James Nicoll Reviews

Home > Reviews > Post

Til I’m Gathered Safely In

Mystic Pop-up Bar

By Ha Yoon-Ah & Jeon Chang-Geun 

23 Sep, 2020

Translation

2 comments

Support me with a Patreon monthly subscription!

Written by Ha Yoon-ah and directed by Jeon Chang-geun, 2020’s Mystic Pop-up Bar (Ssanggabpocha) is the South Korean television adaption of Bae Hye-soo’s webtoon Twin Tops Bar. It stars Hwang Jung-eum, Yook Sung-jae, and Choi Won-young.

Han Kang-bae (Yook Sung-jae) is, through no fault of his own, an outcast. Left in an orphanage as a child and rejected by every potential foster parent, he is a hard-working young man with few friends. His troubles are thanks to an unwanted gift: anyone who touches Kang-bae becomes embarrassingly frank about their inner thoughts. Unable to control this ability, Kang-bae assiduously avoids contact with other people. They in turn dismiss him as creepy. 

Weol-ju (Hwang Jung-eum) does not see Kang-bae as creepy. She sees him as a potentially valuable asset in her quest to settle 100,000 grudges lest she be consigned to the Hell of Extinction. 



Five centuries before, Weol-ju was, like her mother, a talented shaman. When Crown Prince Yi-hon fell ill, she healed him. This led to a passionate but forbidden love affair between the two. Targeted for assassination, Weol-ju survived because the killer mistakenly murdered her mother instead. When justice seemed out of her reach, Weol-ju hanged herself. 

Alas for Weol-ju in particular and Korea in general, she hanged herself from the Sacred Tree. The Sacred Tree lost its powers and as a result, 100,000 people died in a bloody conflict. God of the Underworld Yeomradaewang could simply consign Weol-ju to annihilation. Instead Weol-ju is given a slender hope: if she can use her abilities to minister to 100,000 unhappy people, she will be allowed rebirth. 

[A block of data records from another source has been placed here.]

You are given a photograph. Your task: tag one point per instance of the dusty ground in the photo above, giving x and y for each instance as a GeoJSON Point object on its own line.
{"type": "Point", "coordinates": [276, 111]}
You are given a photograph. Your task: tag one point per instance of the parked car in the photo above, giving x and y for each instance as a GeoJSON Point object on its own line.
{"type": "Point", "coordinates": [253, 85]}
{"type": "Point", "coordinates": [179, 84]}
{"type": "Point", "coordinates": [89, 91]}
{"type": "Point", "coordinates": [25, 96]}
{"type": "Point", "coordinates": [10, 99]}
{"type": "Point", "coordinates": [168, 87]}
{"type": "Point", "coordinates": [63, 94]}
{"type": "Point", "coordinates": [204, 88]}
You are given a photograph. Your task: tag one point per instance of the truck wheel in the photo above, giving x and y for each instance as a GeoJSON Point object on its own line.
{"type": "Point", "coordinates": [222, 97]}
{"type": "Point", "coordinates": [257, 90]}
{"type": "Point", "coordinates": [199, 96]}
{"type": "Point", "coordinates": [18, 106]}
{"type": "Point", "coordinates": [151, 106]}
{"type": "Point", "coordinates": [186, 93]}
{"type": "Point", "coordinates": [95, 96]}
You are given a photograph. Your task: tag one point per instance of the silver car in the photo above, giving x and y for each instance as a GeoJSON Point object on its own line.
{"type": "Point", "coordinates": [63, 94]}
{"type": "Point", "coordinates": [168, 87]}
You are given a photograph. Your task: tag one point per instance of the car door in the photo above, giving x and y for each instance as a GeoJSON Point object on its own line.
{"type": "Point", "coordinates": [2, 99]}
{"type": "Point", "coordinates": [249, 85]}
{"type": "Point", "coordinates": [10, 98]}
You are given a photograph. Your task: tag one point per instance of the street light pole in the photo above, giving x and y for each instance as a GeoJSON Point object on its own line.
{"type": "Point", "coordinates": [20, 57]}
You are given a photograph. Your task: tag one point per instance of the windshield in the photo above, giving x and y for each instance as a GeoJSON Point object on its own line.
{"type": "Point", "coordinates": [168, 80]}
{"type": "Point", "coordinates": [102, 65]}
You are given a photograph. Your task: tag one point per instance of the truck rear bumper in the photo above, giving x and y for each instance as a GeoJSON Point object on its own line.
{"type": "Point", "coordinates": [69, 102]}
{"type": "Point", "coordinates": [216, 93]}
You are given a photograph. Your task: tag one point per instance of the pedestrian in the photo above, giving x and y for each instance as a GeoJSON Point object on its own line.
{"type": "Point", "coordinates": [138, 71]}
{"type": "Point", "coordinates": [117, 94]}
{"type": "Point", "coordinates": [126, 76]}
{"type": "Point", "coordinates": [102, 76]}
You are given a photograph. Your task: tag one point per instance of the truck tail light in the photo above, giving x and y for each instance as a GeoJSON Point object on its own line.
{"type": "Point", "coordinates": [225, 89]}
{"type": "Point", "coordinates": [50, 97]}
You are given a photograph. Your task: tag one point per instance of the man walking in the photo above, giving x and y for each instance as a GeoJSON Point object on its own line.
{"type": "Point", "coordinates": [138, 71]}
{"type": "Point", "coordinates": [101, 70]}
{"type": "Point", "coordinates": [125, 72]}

This project has not gone entirely well. Despite the assistance of former afterlife policeman Gwi (Choi Won-young), an increasingly grumpy Weol-ju has yet to meet her quota. Inexplicably, strangers do not want to confide in the quietly fuming pop up bar owner. Her deadline is but a month away and while she won an earlier extension, there will be no second extension. Failure means the Hell of Extinction. 

When she learns of Kang-bae’s curse, Weol-ju sees the solution to her problem. Simply bully Kang-bae into working for her in exchange for an eventual cure for his curse, and the young man can induce frankness in customers. This in turn will allow Weol-ju to help the last few people she needs to reach 100,000. Everyone wins! 

But one evil spirit is determined to prevent Weol-ju’s success at all costs. 

~oOo~


The afterlife in this work is an odd combination of inflexibility and easy-going informality. On the one hand, there are firmly delineated punishments for transgressions. On the other, there are surprising number of loopholes. On the one hand, the judges of the afterlife are terrifying nigh-gods. On the other, one can conceivably drop in on the god of fertility for a chat, and a senior celestial official might be a regular at a local bar. One also gets the impression that some of the more contrived traditions were introduced to give the poor mortals a shot of escaping the consequences of lapses in judgment. 

This series begins as a grudge-of-the-week saga, in which the trio (Weol-ju, Gwi, and Kang-bae) become aware that a customer has a problem and fumble their way towards a solution. This is amusing enough and no doubt could have been provided plots for dozens and dozens of episodes. 

This early format is complicated by a meet-cute with action-girl Kang Yeo-rin (Jung Da-eun), the only living human immune to Kang-bae’s curse. It just so happens that her curse cancels out his1. You may wonder just how romantically inept two self-isolating people might be. The answer is very.”

This series wasn’t intended to run indefinitely, so open-ended adventures aren’t part of the scenario. We learn that all of the characters are part of a half-millennia-old story which will reach a conclusion as the series ends. The first episodes are comic; as the end approaches, the tone shifts. The grudge of the week gets back-burnered in favour of an increasingly high-stakes struggle between Weol-ju and her great adversary.

None of which would matter if the cast weren’t fun to watch. I liked the central trio; I enjoyed their interactions. Thumbs up. 

Mystic Pop-up Bar is available on Netflix.

1: Just so” in the sense that nothing in this is coincidental.